関東甲信越地区包装食パン表示検査会
会員の自主的な表示の改善に役立てる

BACK

 日本パン公正取引協議会は5月17日、3月7日に東京都中央区の鉄鋼会館で開催した平成30年度関東甲信越地区包装食パン表示検査会の結果を発表した。
 同検査会は、関東甲信越地区で販売されている包装食パンについて、表示に関する公正競争規約に基づき表示の実態を検査し、包装食パンの表示の適正化を図るとともに製パン業の公正な競争を確保するための資料とするもの。検査対象商品は、関東甲信越地区で会員が販売する包装食パン11商品の他、非会員が製造・販売する9商品(会員が製造する非会員PB商品含む)の合計20商品。検査員は、一般消費者10名。検査方法は、検査対象商品の表示について検査員が検査表の項目に従って評価し、併せて評価の理由などの意見を求めるもので、検査終了後には意見交換会が行われた。
《意見交換会における主要な意見等(抜粋)》
▽「小麦粉(国内製造)」という表示があったが、国内製造が何%とかの決まりはあるのか。また、書いてあるものとないものがあるのはなぜか。
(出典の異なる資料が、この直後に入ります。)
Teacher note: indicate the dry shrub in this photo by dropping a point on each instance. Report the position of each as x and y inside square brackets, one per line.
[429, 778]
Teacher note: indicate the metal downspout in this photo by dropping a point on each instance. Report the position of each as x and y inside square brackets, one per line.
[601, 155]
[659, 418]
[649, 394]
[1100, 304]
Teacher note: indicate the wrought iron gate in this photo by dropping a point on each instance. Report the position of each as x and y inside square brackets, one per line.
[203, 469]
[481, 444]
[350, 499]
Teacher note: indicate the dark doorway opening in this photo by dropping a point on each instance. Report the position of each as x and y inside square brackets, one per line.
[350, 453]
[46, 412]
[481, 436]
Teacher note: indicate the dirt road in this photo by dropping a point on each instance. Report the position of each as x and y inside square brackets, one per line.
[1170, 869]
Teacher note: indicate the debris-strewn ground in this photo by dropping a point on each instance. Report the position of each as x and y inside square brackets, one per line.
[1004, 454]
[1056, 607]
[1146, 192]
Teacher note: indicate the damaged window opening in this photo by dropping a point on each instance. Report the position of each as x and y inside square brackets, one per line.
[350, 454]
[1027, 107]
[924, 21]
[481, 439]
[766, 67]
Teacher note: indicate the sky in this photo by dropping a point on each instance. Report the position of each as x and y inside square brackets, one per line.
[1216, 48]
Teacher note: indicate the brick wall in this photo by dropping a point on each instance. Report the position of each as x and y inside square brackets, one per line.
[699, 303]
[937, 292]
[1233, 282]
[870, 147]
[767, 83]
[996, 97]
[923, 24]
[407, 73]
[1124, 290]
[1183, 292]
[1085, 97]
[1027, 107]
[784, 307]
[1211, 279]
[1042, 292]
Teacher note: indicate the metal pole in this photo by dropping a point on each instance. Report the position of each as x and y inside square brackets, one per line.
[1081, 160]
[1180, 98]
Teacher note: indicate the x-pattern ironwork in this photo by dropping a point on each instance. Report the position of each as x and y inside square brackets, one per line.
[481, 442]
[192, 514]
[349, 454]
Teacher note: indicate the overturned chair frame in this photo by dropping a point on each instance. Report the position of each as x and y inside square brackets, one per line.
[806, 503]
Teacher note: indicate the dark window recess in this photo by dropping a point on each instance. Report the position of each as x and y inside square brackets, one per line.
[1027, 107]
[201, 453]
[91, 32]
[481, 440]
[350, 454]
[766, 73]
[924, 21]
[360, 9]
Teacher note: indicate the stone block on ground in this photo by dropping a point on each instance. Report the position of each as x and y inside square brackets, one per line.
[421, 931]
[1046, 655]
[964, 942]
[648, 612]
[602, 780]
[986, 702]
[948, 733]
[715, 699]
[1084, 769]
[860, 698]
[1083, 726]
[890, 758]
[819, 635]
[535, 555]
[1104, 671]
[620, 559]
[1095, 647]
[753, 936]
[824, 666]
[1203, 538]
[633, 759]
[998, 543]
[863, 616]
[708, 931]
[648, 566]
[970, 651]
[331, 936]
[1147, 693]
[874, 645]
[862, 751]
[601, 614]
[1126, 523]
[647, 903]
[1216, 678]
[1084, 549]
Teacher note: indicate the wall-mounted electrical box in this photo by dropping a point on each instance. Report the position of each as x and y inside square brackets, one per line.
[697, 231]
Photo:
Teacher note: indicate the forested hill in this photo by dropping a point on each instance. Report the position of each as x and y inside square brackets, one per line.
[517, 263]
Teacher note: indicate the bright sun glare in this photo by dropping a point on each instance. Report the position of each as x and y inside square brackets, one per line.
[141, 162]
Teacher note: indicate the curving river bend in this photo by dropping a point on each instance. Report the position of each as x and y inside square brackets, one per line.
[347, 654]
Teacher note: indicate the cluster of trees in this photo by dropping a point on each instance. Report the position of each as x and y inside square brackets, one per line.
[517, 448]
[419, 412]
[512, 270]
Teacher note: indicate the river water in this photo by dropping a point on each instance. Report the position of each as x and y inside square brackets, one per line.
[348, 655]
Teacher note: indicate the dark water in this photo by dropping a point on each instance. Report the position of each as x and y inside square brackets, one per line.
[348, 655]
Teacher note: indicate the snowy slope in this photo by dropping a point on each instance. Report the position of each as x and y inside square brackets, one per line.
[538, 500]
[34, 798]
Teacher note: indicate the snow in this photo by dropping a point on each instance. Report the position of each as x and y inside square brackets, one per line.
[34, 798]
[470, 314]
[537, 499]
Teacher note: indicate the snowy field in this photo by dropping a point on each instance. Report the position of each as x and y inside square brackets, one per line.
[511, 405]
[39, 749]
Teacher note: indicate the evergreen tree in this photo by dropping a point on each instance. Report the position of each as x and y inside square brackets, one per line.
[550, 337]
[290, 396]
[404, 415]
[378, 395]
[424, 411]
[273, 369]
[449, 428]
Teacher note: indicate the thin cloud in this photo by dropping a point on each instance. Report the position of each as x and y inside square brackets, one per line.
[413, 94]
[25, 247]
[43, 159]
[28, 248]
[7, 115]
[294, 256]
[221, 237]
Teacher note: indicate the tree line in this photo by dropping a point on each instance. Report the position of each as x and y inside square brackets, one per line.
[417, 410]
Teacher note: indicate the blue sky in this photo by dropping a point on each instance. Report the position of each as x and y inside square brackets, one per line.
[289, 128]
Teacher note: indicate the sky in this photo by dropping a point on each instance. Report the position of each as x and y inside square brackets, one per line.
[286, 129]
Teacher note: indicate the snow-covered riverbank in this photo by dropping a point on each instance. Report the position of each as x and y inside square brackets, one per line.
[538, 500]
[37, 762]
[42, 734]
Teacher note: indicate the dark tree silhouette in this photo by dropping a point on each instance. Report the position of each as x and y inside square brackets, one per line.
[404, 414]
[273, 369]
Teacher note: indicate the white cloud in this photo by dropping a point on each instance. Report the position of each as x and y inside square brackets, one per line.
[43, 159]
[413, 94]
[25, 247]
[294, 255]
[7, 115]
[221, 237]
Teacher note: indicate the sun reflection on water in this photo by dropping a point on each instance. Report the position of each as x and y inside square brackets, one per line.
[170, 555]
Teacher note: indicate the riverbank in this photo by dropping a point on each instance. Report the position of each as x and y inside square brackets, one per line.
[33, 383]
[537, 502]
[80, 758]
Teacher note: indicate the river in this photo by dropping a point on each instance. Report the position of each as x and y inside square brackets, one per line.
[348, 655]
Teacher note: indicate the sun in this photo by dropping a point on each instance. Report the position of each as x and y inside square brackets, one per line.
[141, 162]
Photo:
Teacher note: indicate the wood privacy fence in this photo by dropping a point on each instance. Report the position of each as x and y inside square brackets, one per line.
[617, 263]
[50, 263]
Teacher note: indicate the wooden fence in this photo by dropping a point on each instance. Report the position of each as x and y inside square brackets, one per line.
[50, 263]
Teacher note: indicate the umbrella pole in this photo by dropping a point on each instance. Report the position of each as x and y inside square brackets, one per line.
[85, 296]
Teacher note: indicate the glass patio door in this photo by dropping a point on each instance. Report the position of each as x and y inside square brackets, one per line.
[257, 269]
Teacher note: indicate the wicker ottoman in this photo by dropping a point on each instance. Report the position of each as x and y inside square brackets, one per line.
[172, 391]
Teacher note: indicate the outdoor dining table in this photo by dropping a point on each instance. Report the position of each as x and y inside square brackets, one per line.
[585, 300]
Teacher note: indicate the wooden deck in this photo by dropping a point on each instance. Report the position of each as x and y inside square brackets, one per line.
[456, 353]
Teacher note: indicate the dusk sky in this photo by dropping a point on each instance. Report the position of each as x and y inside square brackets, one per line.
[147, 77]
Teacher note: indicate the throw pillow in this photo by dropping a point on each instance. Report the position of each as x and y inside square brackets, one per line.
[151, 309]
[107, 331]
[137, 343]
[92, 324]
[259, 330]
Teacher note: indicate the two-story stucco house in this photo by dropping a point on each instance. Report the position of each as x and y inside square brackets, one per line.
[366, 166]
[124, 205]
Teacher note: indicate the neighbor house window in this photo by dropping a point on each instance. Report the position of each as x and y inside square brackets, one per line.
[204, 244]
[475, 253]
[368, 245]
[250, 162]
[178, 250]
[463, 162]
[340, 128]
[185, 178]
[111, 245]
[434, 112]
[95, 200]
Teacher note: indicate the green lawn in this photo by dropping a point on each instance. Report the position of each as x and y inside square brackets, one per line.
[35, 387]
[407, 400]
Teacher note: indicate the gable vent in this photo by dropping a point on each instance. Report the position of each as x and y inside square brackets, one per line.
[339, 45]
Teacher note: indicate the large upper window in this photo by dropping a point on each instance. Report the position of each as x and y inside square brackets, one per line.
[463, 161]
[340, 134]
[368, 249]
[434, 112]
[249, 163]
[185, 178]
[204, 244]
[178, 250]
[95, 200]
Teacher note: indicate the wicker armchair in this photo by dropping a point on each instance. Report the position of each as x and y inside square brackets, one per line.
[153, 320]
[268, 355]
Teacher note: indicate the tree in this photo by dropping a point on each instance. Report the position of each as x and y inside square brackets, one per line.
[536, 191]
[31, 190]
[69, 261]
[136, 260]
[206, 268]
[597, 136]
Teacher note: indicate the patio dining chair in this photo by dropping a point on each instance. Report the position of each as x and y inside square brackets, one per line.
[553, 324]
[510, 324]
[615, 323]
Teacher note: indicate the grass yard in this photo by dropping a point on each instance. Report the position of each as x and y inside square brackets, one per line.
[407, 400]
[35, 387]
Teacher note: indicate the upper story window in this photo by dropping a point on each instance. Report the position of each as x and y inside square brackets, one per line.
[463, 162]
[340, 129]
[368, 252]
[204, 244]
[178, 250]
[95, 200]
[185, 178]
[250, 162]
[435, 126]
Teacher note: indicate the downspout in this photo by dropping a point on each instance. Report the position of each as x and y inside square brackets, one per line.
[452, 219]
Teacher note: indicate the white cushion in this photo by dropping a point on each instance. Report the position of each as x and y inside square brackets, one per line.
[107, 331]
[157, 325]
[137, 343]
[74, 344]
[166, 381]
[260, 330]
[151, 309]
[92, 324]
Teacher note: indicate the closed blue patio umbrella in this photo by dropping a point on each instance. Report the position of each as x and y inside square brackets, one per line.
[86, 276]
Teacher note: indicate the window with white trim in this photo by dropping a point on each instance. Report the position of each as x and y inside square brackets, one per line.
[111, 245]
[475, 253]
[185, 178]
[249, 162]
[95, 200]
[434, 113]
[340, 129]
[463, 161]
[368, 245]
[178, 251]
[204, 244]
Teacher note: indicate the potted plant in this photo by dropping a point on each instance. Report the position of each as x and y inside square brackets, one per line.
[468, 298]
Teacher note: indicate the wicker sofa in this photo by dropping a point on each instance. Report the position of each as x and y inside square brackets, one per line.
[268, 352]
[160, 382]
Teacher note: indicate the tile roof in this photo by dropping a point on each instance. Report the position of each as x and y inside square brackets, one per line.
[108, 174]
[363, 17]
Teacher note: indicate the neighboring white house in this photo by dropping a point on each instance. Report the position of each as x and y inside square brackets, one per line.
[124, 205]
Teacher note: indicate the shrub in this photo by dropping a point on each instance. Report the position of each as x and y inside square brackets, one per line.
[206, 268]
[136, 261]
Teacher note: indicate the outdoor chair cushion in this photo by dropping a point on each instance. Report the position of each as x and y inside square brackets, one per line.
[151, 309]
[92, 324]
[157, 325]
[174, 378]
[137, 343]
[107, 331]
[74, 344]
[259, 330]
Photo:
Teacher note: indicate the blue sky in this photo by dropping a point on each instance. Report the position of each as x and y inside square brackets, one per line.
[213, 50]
▽アレルギー表示は、とても大切な表示であり、消費者が買うときは細かい表示は見ずに買うので、一番見やすい場所に別枠で記載してほしい。3つの面に記載してあり、見やすい商品もあった。
▽文字が小さく見づらいモノがあったが、消費者が忙しく買い物をするときにじっと見ないと分からないとか、年をとると小さい字は見えなくなるので、パッと見て分かりやすく表示してほしい。
▽消費期限の表示について、一括表示の裏面(商品の表面)に表示しているものが多かったが、その表示も背景の色との関係で見づらいものもあった。一括表示の隣の横面に記載した方が、グルッと回す必要もなく見やすいと思った。また、一括表示と同じ面に記載する余裕があるものもあり、消費期限の記載を工夫していただきたいと思う。
▽包装紙にシールを貼って表示しているものがあり、シールの面が小さく、文字間、行間も狭く見づらいものがあった。シールを貼る方法でない方が良いと思う。
▽原材料の表示について、特長のある材料を使っているという表示があったが、どのくらい使っているのか分からないと思った。チーズ、ミルク、蜂蜜、レーズンは何%以上使っていないと表示できないというルールがあるが、それ以外は基準がないのか。
《検査結果の取扱い》
 同協議会専門部会で、今回の検査会に出された20商品の取扱いを検討した結果、全20商品について不当表示に該当する商品は無かった。しかし、会員商品のうち1商品について必要記載事項に不備があったため、次の項目について改善するよう注意喚起した。
◇内容量の表示は、公正競争規約において内容数量を枚数で表示することになっており、内容数量を表示すること。
 また、検査員から出された意見については、今後公正競争規約を見直す際の参考資料として活用するほか、会員の自主的な表示の改善に役立つよう会員に対し情報として提供した。